Tras publicar una postura respecto a la reforma electoral y en general a la defensa del Instituto Nacional Electoral INE, la Confederación Patronal de la República Mexicana (Coparmex) se mantiene como una organización apartidista pero sí política y defensora de las instituciones.
En su publicación pidió a la Cámara de Diputados no aprobar la reforma electoral propuesta por el Ejecutivo federal, porque pone en riesgo a la democracia mexicana.
“Nos preocupa particularmente la iniciativa constitucional presentada por el titular del Ejecutivo federal el 28 de abril y que ha sido respaldada por el partido en el poder, pues de aprobarse posibilita que México retroceda años en su vida democrática y regrese a una de sus peores épocas, la antidemocrática, en la cual un solo partido accedía al poder, decidiendo quién era el sucesor en el cargo”, señala una misiva del órgano empresarial dirigida a la Junta de Coordinación Política, presidida por el morenista Ignacio Mier.

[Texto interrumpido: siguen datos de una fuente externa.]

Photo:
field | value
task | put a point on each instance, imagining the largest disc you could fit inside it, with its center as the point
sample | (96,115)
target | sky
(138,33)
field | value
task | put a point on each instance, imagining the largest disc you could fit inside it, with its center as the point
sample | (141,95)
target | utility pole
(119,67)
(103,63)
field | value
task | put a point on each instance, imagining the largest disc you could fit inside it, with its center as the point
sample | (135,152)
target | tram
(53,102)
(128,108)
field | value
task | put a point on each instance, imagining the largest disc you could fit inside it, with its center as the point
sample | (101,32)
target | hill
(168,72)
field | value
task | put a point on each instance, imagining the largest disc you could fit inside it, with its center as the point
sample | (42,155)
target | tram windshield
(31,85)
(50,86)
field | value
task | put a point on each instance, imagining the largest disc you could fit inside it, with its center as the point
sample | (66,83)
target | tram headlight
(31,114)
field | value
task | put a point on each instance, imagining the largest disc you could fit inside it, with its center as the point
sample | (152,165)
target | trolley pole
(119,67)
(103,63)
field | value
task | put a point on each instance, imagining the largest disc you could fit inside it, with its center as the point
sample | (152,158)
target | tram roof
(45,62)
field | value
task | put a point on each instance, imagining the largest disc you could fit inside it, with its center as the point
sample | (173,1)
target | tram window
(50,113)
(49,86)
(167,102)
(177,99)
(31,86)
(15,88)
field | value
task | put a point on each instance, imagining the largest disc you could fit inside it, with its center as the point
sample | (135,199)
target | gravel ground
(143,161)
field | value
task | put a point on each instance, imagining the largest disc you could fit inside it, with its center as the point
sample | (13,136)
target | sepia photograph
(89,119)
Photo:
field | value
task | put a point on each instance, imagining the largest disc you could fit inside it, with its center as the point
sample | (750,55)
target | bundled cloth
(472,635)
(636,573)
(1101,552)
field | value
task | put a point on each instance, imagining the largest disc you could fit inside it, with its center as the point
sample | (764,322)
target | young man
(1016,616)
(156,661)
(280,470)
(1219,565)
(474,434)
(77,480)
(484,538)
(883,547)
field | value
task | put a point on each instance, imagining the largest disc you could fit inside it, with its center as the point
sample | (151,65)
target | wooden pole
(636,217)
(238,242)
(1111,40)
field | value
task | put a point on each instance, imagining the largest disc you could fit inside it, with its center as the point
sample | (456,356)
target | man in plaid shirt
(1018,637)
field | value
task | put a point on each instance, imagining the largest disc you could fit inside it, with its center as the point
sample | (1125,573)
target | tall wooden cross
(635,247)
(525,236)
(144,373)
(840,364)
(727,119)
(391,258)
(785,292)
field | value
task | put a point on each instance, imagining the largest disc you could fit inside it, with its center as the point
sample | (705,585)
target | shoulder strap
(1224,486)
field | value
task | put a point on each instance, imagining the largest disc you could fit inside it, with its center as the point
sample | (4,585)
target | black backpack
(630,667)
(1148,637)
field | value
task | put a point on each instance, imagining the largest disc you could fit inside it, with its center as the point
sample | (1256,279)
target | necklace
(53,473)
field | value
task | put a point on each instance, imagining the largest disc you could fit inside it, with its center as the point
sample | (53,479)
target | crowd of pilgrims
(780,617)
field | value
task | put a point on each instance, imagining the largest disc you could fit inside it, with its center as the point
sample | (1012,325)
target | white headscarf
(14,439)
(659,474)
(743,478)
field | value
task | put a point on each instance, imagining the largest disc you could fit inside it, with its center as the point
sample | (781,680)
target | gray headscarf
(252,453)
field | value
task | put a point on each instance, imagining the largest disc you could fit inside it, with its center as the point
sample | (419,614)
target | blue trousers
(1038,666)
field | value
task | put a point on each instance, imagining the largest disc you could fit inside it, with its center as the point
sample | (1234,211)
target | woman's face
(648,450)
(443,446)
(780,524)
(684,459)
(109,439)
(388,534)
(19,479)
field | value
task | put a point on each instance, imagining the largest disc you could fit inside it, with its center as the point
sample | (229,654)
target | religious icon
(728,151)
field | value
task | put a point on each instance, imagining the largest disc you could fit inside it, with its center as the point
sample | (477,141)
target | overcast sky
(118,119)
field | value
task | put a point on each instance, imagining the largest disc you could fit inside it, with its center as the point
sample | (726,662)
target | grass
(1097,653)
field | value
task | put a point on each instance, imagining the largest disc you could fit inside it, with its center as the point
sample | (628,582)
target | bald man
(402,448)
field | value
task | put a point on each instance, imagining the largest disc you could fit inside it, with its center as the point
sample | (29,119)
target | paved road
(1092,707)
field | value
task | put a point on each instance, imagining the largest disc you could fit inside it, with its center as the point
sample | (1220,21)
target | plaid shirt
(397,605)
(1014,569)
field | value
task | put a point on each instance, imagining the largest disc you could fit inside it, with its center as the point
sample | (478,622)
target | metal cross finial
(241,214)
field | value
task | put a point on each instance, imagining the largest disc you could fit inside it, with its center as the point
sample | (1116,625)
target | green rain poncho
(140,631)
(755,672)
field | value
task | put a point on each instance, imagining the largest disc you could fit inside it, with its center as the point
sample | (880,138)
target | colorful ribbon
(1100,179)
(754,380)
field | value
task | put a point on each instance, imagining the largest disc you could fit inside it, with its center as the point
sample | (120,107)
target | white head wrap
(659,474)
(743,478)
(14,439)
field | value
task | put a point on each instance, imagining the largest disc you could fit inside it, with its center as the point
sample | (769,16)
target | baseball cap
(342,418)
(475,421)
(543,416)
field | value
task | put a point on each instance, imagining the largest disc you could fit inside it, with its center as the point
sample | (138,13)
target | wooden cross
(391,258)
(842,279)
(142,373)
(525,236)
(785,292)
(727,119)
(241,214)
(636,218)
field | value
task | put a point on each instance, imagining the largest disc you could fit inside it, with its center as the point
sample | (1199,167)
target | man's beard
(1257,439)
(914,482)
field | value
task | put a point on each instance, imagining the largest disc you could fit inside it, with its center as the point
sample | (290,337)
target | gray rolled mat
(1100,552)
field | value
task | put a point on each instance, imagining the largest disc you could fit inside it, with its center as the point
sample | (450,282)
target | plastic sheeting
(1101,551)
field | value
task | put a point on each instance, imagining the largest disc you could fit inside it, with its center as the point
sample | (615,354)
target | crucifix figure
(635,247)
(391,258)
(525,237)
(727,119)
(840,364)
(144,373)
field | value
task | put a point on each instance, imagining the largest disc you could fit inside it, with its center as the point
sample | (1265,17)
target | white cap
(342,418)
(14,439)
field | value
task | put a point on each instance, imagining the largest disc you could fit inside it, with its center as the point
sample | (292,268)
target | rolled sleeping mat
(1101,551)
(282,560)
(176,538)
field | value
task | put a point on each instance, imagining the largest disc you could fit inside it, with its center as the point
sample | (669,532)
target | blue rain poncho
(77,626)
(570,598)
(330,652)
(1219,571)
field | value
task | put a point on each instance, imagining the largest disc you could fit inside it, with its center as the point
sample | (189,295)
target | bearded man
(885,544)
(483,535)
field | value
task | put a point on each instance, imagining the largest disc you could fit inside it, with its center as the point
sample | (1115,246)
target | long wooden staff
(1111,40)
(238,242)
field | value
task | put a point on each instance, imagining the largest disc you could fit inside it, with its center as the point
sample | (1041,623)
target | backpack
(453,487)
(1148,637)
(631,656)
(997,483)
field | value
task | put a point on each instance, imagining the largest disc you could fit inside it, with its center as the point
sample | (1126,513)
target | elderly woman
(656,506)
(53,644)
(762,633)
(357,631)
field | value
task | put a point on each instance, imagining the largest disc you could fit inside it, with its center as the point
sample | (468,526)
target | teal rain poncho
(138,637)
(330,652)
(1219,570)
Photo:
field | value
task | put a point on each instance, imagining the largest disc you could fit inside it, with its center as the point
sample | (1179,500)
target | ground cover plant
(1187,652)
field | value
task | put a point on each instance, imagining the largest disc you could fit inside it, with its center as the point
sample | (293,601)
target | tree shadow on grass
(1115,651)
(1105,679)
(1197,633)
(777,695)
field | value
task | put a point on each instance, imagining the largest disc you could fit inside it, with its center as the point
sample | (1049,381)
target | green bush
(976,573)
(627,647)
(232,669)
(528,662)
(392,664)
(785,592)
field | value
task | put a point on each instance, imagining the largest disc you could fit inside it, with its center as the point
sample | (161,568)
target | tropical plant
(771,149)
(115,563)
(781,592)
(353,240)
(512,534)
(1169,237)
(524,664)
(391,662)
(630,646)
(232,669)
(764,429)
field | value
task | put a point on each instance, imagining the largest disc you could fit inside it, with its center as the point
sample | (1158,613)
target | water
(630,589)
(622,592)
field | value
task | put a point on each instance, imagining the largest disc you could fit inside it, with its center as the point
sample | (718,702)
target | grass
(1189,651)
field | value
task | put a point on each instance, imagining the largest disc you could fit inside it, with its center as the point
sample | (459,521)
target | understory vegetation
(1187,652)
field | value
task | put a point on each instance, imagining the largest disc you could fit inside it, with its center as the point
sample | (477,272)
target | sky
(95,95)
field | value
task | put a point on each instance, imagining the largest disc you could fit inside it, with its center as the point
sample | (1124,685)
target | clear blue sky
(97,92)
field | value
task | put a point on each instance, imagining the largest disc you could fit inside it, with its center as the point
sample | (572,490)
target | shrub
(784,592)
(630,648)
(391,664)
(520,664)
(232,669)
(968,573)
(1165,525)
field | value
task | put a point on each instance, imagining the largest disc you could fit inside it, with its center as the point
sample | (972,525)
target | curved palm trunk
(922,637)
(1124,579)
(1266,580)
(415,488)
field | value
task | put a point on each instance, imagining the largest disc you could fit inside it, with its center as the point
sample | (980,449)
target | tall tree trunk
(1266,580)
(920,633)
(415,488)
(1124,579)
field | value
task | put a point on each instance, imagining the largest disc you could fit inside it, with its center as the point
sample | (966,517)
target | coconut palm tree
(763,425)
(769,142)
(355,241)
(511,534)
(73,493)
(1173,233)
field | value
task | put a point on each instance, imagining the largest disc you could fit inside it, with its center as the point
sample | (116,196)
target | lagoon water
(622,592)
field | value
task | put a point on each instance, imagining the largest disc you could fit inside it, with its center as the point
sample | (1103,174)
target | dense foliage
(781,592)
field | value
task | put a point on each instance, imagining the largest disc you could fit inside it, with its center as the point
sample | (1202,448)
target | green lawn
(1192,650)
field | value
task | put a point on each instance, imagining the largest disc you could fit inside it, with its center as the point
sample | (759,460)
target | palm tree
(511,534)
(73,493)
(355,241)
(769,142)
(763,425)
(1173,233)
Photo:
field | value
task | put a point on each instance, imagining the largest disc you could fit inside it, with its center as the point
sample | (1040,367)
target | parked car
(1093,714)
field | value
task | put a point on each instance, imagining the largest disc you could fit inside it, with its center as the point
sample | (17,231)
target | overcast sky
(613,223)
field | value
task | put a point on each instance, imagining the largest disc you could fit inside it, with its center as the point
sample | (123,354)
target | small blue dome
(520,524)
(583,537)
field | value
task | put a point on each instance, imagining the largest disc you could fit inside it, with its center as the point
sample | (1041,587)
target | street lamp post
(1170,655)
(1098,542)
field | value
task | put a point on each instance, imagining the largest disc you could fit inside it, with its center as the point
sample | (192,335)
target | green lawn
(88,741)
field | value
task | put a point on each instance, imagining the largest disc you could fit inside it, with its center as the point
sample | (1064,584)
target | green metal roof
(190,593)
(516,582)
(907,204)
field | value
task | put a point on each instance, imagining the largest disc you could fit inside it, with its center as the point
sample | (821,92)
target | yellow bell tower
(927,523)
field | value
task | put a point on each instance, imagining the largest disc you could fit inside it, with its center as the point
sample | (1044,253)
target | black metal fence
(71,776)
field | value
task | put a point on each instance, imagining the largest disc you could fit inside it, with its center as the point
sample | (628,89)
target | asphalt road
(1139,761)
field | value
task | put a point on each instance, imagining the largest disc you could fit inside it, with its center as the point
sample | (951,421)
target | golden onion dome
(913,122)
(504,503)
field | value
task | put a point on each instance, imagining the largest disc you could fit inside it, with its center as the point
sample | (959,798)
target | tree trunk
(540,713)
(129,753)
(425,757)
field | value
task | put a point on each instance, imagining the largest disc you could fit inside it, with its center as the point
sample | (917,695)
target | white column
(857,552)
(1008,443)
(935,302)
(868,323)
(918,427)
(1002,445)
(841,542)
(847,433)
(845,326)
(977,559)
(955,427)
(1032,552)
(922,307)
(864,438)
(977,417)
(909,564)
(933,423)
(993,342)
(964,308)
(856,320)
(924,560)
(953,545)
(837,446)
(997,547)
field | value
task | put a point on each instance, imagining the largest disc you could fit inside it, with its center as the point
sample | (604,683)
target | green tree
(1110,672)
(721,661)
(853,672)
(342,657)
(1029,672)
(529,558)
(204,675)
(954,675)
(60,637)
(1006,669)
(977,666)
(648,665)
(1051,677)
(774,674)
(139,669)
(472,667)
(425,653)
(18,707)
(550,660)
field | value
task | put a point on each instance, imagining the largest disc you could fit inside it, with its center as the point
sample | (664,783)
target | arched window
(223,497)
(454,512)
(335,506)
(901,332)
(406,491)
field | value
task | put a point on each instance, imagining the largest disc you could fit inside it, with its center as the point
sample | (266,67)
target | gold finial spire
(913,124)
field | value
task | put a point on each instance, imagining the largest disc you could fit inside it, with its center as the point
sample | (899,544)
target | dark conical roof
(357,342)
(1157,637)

Advirtió que la iniciativa no brinda garantías de independencia e imparcialidad en el árbitro electoral que sustituiría al actual INE.
“Coincidimos en que el impacto de este cambio constitucional, incluso en el funcionamiento del INEC y el Tribunal Electoral, debe evaluarse y medirse claramente, y debe realizarse un debate parlamentario y público exhaustivo sobre todas las consecuencias de las reformas propuestas”, cita el documento.